Thursday, April 12, 2012

John, we hardly knew ye

The Word for today:
Mark 6.6b-29

For it was Herod who had sent and seized John and bound him in prison for the sake of Herodias, his brother Philip's wife, because he had married her. For John had been saying to Herod, "It is not lawful for you to have your brother's wife." And Herodias had a grudge against him and wanted to put him to death. But she could not, for Herod feared John, knowing that he was a righteous and holy man, and he kept him safe. When he heard him, he was greatly perplexed, and yet he heard him gladly. But an opportunity came when Herod on his birthday gave a banquet for his nobles and military commanders and the leading men of Galilee. For when Herodias's daughter came in and danced, she pleased Herod and his guests. And the king said to the girl, "Ask me for whatever you wish, and I will give it to you." And he vowed to her, "Whatever you ask me, I will give you, up to half of my kingdom." And she went out and said to her mother, "For what should I ask?" And she said, "The head of John the Baptist." And she came in immediately with haste to the king and asked, saying, "I want you to give me at once the head of John the Baptist on a platter." And the king was exceedingly sorry, but because of his oaths and his guests he did not want to break his word to her. And immediately the king sent an executioner with orders to bring John's head. He went and beheaded him in the prison and brought his head on a platter and gave it to the girl, and the girl gave it to her mother. (Mark 6:17-28)

When I read the account of the beheading of John the Baptist, I feel as if we’ve located the Hall of Shame.

The Bible has a Hall of Fame, located in Hebrews 11. There you will find Abel and Enoch and Noah and Abraham and Sarah and Jacob and Joseph and Moses and Samson and Rahab and the rest, all heroes of faith.

What a contrast when we walk into Herod’s Palace and find Herod himself there along with his lovely wife Herodias, who had left his brother Philip in order to marry him.

Which John the Baptist said was wrong. Which cost him his life; because when they sever, then serve, your head, you’re dead.

His head ended up on a platter because that’s where Herodias wanted it. She rather enjoyed being queen instead of the relative nobody she’d been, so when she found out Herod was listening a little too intently to John the Baptist about the adultery issue, she looked for a way to snuff John.

Which opportunity presented itself after Herod, in the presence of his drunken entourage (with their bellies full of wine and their eyes full of candy) promised Herodias’ dancing daughter up to half the kingdom for her pleasing performance.

Which was worth more than the head of a prophet on a platter, so that’s what Herodias told her daughter to ask for.

Had enough? Me, too. I’ve often thought that if you peeled back the layers of that scene, every sin known to mankind was in attendance at their grotesque banquet.

And how awful for the Story’s sake, to see the poignant and powerful presence of John the Baptist vanish from the page.
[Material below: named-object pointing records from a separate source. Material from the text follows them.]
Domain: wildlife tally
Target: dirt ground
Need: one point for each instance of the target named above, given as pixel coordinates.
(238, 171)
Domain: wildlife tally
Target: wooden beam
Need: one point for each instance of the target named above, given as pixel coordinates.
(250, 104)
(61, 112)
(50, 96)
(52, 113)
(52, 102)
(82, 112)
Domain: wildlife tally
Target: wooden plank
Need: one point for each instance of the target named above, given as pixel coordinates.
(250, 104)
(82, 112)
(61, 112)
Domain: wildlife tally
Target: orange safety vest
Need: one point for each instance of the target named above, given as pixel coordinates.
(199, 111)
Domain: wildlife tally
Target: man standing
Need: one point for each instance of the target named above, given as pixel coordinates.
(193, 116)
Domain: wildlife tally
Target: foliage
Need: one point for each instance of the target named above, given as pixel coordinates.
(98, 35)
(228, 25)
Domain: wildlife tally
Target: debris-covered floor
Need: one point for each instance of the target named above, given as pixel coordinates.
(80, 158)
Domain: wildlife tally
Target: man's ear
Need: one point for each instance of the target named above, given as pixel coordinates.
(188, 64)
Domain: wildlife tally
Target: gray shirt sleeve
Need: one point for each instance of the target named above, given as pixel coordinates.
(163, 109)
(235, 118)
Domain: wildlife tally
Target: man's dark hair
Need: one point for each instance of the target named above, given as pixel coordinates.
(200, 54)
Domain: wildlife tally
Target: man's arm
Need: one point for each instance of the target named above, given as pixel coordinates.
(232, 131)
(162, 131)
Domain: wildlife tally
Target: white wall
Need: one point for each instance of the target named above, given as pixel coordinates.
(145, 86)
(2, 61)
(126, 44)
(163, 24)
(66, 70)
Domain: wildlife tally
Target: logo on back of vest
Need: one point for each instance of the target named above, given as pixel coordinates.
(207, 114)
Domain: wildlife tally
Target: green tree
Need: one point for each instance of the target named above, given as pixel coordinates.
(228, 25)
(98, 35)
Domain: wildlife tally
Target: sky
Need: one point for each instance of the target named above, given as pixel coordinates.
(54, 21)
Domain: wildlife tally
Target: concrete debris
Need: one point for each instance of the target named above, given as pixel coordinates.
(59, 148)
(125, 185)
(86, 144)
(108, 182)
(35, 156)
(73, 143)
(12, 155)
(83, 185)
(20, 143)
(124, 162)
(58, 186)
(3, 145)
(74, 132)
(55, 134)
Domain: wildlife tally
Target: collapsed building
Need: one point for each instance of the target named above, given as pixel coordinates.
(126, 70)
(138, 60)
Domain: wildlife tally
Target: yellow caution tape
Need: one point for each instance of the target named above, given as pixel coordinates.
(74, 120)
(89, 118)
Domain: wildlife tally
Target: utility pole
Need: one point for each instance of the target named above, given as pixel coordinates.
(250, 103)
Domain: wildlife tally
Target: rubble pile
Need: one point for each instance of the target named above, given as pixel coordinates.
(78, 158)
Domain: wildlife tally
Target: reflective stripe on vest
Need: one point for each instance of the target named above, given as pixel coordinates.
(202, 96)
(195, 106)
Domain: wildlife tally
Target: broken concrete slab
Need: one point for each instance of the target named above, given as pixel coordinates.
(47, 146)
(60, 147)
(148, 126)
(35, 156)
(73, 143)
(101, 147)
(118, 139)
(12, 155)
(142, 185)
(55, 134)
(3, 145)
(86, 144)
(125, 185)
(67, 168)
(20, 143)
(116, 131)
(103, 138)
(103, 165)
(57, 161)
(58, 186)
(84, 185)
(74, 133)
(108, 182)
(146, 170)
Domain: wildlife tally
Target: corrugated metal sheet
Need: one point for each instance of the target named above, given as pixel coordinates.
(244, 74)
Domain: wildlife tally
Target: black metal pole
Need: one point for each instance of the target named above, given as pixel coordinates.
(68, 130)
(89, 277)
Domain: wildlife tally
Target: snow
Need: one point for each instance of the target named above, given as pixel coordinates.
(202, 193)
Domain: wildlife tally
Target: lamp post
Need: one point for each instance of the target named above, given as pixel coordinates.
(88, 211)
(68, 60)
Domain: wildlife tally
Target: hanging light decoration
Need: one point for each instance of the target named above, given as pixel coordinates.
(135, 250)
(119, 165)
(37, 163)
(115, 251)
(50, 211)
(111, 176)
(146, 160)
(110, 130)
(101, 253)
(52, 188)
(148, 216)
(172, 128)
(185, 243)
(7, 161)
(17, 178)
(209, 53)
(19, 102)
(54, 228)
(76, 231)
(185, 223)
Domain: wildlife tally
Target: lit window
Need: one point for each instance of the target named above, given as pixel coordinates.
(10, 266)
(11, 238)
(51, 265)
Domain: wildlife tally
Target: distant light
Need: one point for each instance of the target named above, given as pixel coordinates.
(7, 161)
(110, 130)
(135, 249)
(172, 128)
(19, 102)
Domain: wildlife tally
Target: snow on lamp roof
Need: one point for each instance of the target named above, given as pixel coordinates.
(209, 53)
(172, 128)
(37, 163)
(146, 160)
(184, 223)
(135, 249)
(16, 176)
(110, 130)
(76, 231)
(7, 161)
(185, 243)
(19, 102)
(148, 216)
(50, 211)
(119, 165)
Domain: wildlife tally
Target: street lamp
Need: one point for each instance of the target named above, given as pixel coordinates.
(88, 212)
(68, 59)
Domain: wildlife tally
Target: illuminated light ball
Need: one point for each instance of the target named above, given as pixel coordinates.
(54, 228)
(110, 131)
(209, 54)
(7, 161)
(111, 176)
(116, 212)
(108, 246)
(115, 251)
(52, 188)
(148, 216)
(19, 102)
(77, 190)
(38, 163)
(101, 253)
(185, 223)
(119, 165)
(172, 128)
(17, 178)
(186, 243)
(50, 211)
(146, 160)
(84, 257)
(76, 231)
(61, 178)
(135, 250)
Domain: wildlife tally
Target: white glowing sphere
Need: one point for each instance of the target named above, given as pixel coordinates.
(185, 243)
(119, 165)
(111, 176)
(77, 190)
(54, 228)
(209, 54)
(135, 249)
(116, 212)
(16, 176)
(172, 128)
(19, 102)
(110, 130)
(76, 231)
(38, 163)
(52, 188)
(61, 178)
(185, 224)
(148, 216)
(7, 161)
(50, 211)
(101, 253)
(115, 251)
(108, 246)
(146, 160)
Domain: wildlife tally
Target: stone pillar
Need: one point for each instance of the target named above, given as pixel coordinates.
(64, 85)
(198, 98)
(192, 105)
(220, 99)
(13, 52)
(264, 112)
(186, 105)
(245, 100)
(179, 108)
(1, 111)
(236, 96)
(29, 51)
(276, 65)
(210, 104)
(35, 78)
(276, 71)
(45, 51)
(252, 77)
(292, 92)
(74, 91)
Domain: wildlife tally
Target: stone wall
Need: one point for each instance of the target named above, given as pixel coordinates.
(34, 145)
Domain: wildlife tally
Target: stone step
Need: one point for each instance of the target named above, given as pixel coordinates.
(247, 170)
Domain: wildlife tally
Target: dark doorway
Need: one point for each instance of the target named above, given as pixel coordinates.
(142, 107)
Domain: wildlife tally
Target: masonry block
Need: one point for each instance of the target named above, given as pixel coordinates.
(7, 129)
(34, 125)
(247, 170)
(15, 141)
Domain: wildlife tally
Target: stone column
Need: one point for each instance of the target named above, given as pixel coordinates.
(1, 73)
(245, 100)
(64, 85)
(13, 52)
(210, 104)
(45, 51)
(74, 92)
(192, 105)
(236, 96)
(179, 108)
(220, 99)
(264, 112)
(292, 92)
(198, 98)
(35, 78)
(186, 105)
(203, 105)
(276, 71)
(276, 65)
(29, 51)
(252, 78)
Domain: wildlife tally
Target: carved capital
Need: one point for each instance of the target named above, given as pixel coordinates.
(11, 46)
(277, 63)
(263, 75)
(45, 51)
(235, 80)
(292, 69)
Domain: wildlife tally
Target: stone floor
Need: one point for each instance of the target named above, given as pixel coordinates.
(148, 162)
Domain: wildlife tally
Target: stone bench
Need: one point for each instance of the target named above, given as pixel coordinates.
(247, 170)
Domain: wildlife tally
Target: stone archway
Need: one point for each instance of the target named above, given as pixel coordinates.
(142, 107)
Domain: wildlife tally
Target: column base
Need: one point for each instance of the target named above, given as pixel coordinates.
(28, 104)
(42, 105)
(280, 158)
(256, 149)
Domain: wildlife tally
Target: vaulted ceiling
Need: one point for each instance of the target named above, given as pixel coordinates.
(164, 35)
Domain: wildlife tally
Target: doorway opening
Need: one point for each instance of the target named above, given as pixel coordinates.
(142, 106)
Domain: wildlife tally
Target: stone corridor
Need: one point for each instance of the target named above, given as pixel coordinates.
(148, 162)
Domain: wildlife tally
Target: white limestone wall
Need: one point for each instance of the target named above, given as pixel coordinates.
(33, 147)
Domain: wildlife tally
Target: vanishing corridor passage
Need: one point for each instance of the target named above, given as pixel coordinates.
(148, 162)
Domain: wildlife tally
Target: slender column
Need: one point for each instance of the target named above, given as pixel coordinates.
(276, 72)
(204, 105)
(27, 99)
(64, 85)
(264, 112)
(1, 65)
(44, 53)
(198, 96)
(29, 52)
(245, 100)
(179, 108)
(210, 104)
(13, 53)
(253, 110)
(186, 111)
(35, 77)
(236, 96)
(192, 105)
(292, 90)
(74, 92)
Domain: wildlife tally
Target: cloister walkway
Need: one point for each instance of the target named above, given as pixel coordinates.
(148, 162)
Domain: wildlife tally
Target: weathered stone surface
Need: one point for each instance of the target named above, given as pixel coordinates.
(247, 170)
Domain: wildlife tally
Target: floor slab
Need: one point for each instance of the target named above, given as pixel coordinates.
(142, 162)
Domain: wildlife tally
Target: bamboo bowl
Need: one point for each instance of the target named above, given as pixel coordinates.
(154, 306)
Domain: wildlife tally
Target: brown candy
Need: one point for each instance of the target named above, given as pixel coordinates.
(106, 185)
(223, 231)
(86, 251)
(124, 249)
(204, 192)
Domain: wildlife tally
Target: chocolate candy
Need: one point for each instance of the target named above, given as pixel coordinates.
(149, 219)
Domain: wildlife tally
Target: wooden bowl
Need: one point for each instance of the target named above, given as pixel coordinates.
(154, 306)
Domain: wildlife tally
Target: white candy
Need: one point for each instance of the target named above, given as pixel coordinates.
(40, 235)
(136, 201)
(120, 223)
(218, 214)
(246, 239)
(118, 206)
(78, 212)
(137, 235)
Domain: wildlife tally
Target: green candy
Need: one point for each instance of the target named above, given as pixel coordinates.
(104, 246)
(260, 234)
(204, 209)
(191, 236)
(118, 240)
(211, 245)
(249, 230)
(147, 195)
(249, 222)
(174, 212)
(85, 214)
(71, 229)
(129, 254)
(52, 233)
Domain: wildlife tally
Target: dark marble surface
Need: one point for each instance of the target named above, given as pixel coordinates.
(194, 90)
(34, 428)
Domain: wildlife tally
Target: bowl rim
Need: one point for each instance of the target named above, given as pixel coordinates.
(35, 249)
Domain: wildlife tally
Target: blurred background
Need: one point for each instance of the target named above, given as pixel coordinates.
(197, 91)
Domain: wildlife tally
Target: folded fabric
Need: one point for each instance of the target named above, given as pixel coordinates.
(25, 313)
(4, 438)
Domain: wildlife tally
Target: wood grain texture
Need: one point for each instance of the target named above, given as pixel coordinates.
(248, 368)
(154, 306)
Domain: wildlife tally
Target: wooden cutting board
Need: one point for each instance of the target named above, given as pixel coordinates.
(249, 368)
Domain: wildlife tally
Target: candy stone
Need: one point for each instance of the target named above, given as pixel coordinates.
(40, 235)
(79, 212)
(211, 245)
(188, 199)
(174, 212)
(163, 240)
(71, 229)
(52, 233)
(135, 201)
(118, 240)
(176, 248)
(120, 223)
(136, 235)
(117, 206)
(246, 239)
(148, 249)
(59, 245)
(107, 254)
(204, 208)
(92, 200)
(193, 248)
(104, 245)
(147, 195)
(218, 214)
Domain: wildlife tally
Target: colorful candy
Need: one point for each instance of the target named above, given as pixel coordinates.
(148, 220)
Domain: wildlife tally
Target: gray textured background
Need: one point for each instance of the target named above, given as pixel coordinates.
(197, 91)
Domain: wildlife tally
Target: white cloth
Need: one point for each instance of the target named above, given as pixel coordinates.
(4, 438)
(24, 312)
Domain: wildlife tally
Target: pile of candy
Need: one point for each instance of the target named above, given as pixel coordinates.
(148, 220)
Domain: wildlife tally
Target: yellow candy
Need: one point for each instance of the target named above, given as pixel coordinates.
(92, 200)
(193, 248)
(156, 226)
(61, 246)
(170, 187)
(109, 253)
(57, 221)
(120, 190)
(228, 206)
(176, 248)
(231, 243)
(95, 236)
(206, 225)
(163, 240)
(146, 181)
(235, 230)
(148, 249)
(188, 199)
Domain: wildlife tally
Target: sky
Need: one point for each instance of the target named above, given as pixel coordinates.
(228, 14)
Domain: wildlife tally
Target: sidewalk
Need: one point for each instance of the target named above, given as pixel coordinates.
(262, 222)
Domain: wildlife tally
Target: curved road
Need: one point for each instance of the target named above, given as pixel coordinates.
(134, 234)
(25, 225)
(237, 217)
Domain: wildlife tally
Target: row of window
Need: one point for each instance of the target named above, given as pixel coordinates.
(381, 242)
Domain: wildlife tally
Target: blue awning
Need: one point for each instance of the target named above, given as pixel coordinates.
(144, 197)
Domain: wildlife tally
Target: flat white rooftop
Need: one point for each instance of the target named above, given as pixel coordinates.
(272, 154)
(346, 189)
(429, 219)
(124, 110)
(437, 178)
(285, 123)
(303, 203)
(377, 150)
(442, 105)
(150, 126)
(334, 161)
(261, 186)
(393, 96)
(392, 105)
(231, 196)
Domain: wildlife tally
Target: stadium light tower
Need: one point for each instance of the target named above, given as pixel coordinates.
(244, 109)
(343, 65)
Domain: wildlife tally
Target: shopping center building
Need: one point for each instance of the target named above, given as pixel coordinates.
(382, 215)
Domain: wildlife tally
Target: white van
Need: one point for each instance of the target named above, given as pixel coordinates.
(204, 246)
We sense we hardly knew him.

But I’ve got a feeling, just a feeling, that we haven’t heard the last from John the Baptist. Second comings in Scripture are not confined to Jesus.  Moses already made his way back here and so did Elijah.

There’s a real biblical case to be made that John the Baptist will reappear before “The Day of the Lord,” (The Second Coming of Jesus.) So if you miss John, do not dismay.

Just keep a supply of locusts and wild honey on hand. And if you hear a commanding voice condemning the self-righteous as a “brood of vipers,” then you’ll know it’s either Jesus or John the Baptist—or both.

They are the only two who ever used the phrase. They are the only two who could.